En fait, M. Trump reste pour l’essentiel un président américain comme les autres : contrairement à ce que prétendent la plupart des analystes, commentateurs et autres spécialistes de la question, l’identité du président n’est pas le plus important ; le plus important est que ce sont les Etats-Unis qui, une fois de plus, exercent à leur gré un droit de regard, d’ingérence et d’intervention notamment militaire. Et les autres, amis et/ou alliés, de suivre ou, à tout le moins, de supporter une bonne partie des conséquences.

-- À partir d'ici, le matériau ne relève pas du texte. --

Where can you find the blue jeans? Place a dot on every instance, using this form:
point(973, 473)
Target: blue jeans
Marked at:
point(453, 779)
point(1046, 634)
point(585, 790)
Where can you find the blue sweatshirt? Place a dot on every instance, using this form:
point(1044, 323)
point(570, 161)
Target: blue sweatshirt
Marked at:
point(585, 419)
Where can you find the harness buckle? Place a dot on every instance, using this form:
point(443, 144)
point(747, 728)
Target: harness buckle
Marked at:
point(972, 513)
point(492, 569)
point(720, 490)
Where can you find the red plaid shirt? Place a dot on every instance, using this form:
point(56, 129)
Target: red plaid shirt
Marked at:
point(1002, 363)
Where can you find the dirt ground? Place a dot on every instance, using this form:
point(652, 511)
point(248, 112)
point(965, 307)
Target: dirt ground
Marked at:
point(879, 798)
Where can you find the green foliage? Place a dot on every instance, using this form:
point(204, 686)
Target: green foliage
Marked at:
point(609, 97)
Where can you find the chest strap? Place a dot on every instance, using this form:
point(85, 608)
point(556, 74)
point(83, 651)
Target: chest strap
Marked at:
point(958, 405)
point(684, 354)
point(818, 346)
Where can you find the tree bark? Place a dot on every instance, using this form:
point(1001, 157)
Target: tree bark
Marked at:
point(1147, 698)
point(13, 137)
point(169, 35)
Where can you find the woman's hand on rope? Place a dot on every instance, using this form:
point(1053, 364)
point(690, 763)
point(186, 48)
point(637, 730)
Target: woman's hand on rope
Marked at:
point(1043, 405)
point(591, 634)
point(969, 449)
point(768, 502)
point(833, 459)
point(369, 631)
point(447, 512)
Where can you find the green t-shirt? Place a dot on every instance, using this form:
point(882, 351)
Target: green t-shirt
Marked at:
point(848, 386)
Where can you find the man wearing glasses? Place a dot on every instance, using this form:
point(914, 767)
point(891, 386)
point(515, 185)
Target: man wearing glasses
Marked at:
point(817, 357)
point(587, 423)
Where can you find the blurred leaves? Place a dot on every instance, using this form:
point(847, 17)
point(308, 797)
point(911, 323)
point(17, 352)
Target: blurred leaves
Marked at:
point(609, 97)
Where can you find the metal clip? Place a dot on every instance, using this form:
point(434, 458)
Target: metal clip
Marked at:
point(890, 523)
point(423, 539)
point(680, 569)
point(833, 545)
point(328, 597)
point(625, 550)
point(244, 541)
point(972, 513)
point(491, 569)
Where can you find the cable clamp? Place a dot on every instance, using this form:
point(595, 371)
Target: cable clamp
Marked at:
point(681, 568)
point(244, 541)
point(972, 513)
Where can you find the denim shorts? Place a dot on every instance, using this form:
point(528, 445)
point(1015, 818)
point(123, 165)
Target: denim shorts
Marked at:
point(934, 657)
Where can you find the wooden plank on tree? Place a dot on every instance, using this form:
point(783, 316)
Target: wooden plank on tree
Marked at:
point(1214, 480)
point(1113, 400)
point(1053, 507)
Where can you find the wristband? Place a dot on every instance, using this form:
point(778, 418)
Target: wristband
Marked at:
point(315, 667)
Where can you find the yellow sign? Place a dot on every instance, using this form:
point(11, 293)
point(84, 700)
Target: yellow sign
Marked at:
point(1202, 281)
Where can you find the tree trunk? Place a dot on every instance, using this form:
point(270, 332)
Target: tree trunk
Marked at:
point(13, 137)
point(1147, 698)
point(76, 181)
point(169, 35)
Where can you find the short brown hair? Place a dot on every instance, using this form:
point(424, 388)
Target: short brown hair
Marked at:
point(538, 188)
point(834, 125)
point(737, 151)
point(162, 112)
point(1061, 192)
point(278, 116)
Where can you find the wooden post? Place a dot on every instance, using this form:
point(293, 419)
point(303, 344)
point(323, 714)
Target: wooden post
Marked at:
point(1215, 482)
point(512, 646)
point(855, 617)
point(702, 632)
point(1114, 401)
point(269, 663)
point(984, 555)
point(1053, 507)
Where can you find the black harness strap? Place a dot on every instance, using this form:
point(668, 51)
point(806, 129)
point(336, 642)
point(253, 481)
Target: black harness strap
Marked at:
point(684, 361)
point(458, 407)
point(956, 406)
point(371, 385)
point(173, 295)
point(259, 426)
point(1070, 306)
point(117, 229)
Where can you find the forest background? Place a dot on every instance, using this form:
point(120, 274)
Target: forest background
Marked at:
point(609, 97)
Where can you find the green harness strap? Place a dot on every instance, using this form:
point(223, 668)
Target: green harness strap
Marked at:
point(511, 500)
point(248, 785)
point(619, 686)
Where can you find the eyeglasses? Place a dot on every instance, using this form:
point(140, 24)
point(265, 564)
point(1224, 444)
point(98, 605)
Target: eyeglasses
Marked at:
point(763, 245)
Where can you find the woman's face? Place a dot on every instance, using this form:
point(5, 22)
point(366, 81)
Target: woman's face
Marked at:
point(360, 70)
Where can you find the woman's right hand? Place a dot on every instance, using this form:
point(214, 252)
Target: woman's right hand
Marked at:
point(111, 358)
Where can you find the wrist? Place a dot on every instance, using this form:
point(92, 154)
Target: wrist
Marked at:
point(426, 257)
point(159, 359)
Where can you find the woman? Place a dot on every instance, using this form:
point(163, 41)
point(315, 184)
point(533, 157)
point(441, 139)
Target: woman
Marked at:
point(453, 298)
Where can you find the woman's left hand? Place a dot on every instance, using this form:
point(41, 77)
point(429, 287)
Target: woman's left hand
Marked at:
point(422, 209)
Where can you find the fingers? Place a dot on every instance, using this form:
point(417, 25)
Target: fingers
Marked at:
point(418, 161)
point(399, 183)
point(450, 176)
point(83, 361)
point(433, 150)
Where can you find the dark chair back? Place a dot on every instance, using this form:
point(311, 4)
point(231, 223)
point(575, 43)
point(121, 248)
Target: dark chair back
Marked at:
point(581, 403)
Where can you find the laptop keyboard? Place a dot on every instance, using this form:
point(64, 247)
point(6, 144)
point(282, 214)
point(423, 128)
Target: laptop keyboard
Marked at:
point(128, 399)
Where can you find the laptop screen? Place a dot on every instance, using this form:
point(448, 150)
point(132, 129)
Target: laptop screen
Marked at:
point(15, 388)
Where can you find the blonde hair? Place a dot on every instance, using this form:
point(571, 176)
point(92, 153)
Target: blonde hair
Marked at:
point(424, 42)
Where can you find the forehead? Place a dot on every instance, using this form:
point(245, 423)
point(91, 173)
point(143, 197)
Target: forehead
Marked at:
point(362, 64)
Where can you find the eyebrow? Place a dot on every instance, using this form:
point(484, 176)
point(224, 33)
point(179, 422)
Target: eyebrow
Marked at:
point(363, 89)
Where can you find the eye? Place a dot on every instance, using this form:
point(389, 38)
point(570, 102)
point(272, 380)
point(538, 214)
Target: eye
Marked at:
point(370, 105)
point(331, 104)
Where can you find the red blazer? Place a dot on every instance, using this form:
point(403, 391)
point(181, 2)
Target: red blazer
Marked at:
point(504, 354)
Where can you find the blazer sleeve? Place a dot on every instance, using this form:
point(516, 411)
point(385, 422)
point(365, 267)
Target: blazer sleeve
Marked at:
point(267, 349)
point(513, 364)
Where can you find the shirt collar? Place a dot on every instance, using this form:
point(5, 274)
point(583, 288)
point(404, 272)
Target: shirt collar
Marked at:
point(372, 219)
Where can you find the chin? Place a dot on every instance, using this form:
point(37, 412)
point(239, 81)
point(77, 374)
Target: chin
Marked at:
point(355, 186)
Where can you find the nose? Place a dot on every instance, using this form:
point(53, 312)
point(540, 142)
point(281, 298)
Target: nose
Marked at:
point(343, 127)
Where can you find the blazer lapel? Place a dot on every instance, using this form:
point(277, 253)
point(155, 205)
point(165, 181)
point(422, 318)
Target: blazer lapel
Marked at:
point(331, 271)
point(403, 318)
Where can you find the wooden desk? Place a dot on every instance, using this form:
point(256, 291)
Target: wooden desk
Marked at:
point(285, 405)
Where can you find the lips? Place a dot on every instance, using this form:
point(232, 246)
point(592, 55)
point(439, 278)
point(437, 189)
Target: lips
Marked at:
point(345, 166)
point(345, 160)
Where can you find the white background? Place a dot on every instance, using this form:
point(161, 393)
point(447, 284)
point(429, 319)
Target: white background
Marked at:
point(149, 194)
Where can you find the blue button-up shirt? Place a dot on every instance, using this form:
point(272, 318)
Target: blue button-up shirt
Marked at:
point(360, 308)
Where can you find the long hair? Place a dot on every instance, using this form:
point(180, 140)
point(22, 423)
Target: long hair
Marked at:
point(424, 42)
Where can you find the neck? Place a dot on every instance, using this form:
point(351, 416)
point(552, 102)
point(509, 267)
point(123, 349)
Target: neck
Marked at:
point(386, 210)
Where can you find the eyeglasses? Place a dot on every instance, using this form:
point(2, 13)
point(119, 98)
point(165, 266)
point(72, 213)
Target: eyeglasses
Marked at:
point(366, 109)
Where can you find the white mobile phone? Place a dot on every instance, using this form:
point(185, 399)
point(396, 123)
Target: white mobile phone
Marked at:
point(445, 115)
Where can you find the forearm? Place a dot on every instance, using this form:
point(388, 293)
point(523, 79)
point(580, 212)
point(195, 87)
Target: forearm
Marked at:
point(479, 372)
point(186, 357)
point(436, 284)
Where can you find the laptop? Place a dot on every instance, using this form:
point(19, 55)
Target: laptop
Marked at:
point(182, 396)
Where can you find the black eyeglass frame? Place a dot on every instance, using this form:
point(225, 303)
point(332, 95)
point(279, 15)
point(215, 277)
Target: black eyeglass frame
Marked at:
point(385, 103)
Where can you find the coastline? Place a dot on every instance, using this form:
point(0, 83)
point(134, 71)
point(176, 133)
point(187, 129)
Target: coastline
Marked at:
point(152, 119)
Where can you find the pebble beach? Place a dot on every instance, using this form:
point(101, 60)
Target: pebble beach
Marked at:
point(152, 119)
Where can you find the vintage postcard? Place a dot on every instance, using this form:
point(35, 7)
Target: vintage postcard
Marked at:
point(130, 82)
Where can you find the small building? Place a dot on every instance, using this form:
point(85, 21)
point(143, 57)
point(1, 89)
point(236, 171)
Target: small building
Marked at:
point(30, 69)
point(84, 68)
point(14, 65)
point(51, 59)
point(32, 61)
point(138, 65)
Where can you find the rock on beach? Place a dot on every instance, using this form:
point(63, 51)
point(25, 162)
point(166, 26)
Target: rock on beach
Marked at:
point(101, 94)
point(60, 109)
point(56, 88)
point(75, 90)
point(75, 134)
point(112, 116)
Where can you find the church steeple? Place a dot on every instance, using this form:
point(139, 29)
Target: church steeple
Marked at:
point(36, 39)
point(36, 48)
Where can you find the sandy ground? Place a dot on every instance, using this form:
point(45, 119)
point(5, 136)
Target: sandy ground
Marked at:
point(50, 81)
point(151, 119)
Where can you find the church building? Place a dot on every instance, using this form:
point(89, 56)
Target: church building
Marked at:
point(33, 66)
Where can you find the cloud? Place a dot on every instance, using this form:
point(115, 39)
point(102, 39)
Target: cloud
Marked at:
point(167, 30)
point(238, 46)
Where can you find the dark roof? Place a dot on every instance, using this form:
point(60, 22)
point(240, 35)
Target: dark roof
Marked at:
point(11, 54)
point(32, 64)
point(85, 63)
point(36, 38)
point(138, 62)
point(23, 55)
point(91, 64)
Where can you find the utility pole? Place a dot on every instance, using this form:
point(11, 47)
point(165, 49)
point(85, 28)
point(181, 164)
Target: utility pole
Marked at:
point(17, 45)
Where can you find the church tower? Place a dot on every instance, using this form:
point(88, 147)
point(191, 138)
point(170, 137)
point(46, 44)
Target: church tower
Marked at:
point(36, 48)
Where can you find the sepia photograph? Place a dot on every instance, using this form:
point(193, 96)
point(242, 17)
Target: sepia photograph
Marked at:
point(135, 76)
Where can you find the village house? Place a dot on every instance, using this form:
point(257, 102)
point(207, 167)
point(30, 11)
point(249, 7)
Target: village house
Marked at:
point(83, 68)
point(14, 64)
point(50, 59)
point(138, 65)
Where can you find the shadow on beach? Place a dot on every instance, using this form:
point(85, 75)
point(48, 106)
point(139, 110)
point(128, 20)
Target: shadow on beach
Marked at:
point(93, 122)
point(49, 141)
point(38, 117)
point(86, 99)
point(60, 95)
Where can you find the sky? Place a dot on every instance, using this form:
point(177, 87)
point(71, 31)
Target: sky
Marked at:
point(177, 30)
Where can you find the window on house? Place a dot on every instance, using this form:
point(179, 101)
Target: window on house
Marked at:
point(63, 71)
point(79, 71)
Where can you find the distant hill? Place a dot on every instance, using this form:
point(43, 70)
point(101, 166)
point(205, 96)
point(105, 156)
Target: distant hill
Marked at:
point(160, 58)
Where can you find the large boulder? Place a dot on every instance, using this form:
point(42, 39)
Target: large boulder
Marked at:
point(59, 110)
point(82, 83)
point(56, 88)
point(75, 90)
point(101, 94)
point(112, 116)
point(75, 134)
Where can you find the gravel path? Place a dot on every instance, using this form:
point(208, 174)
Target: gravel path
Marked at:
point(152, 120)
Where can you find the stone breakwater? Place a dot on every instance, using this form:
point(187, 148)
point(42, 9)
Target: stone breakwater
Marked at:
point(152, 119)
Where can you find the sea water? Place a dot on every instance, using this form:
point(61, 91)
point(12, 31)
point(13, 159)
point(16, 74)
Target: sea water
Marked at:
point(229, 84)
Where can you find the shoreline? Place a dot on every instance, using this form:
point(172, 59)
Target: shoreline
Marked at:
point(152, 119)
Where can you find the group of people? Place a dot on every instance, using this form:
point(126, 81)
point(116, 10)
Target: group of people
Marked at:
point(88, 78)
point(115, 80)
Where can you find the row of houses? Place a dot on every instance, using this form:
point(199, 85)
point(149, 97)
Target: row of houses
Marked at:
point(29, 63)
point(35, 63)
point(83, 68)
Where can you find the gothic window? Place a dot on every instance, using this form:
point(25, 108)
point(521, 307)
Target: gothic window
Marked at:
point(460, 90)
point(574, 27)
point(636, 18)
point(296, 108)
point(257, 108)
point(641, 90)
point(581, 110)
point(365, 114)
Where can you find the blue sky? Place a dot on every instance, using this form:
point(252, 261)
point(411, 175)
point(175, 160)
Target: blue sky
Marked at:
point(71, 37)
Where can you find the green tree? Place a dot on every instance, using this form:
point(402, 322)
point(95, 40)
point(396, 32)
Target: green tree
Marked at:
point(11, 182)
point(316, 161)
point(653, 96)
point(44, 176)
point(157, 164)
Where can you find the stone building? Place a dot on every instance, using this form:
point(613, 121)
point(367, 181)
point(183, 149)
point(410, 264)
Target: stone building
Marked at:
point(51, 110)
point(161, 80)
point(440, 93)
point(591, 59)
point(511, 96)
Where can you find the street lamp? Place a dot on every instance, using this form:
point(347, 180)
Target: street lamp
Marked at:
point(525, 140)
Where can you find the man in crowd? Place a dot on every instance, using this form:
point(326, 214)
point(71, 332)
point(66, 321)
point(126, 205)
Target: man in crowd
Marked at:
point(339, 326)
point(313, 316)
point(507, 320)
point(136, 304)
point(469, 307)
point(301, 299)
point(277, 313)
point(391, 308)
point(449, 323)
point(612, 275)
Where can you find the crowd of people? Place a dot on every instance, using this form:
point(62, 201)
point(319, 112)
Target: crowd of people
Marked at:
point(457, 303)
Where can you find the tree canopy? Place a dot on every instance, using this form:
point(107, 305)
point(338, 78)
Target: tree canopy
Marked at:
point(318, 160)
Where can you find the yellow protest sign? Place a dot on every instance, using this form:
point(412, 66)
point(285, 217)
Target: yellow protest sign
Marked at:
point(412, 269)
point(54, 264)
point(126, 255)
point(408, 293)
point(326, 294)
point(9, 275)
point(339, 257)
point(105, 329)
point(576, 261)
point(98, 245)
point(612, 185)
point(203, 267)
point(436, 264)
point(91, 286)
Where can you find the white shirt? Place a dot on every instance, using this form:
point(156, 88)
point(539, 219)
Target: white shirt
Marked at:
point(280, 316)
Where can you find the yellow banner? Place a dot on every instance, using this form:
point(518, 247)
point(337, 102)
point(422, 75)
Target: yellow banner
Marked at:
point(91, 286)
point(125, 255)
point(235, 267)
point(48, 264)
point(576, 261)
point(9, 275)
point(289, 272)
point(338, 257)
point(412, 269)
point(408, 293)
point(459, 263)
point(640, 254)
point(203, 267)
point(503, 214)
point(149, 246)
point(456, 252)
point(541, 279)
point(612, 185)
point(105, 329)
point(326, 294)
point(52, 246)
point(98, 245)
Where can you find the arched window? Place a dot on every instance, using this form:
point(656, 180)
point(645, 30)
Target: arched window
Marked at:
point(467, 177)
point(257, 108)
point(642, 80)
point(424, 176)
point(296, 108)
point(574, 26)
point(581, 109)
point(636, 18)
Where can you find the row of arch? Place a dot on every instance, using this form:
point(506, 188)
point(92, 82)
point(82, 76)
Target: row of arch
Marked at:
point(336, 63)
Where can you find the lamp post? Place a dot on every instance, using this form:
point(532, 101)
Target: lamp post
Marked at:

La France, par exemple, devait-elle cesser de commercer avec l’Iran autant qu’elle le fait avec l’Arabie Séoudite (y compris en vendant des armes – dont on se doute, bien sûr, qu’elles sont faites pour être utilisées) ? La France doit-elle cesser de se méfier des puissances sunnites du Golfe dont le rapport à l’islamo-terrorisme international n’est ni obscur ni douteux ? La France devrait-elle se laisser convaincre et entraîner dans la guerre totale contre l’Iran dont rêvent les principaux protégés des Etats-Unis, Israël compris ? Non, trois fois non.
M. Le Drian le pense peut-être, qui vient de tenir des propos apaisants : il appelle à « une désescalade » et semble croire que l’Assemblée générale annuelle des Nations unies offre une opportunité dans ce sens. Pourquoi pas ? Mais les bonnes intentions et les bonnes résolutions ne font pas une bonne politique étrangère, en tout cas pas une politique digne de ce nom. Voilà longtemps que la France attend un sursaut dans ce domaine. ■
* Agrégé de Lettres Modernes.
Il est bon de rappeler aussi clairement ces données. Excellent article.
Que les Iraniens se débarrassent de leur régime POURRI, des agités du bocal, et ensuite une bonne partie du pb sera résolue. Au temps du SHAH, ce pays vieux de 2500 ans était l’allié de l’Occident. De plus ls USA comptent en MEGATONNES , les Iraniens eux comptent…. sur les autres. Au fait les Russes sont ils prêts à mourir pou Téhéran?????????